Safeguarding profitability and supporting employees has always been two sides of the same coin at Intradiem, because we believe that if we take care of our employees, they will take care of our customers. We refused to lay off any employees when the pandemic hit in 2020, and we’ve made it clear to our teams that the same applies today, no matter what 2023 may bring.
Transparency is also important. I make sure the entire executive team understands our financial situation so no one will be caught off guard if belt-tightening turns out to be necessary. Even if it does, there is a potential upside: Scarcity sometimes breeds innovation. That’s why part of my financial team’s recession planning involves working with each department to find creative ways to achieve their objectives with fewer resources.
What advice do you have for other CFOs and financial decision-makers in the midst of 2023 budget planning?
CFOs who have been in business for a while, like I have, should definitely lean on their experiences with financial challenges they faced in 2008 or 2020, or any other relevant instances where they’ve had to steer their companies’ finances through narrow channels. Like I said before, CFOs need to know their companies’ priorities and try to avoid sacrificing long-term objectives for short-term performance. I understand that public companies answer to shareholders who have little tolerance for short-term underperformance, but it’s always best to avoid straying too far from long-term objectives.
I would say to CFOs: Stay true to your company’s vision, which was deliberately conceived and codified to provide guidance, especially in difficult times like now. All companies will benefit in the long run from that approach—even publicly traded companies. And secondly, remain flexible in your budget planning. Revisions may be necessary, maybe even several revisions. As long as you know your financial situation and equip yourself with options for responding to all possible scenarios, your company should be in a good position.
What should CFOs and C-Suites avoid in terms of budget planning and recession-proofing their businesses? How could these potential mistakes hurt their company?

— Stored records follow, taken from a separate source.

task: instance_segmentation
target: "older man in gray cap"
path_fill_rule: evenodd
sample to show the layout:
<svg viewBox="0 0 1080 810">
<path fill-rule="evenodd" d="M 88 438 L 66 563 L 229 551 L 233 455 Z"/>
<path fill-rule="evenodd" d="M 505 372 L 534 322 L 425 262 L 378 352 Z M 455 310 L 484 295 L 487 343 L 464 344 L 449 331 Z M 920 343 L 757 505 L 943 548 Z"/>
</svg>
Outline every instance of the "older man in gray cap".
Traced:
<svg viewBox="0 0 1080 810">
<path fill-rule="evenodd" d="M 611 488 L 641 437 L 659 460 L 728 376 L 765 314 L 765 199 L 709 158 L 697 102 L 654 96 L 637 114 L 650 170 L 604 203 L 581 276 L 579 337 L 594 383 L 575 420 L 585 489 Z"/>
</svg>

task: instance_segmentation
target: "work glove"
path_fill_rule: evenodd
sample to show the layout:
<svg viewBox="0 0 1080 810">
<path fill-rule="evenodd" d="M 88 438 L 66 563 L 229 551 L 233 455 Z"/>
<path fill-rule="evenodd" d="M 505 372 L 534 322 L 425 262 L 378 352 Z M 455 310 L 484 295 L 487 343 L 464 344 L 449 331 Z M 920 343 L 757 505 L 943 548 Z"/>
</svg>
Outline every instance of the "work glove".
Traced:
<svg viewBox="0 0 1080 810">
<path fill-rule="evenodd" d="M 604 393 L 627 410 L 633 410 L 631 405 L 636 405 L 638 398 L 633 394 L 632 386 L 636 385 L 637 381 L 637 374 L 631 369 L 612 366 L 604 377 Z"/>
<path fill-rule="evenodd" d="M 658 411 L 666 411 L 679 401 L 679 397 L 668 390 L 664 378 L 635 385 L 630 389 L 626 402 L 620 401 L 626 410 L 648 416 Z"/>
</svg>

I’m not sure it’s possible to “recession-proof” your business. What you can do, though, is avoid getting caught flat-footed by planning ahead and being proactive rather than waiting for things to evolve and trying to catch up. Decisions made in haste aren’t always the best, and the delay between policy implementation and results means you might suffer damage before knowing if your choice was a good one or a bad one.
Also, don’t make the mistake of thinking there’s an advantage in keeping your options secret—at least internally. In an information vacuum, employees will often fill in the void with scenarios that are more frightening or harmful than what you have in mind, which can spread unnecessary fear or panic.
Overall, good CFOs get ahead of challenges rather than allowing themselves to become engulfed by them. It’s always easier to fight downhill than uphill.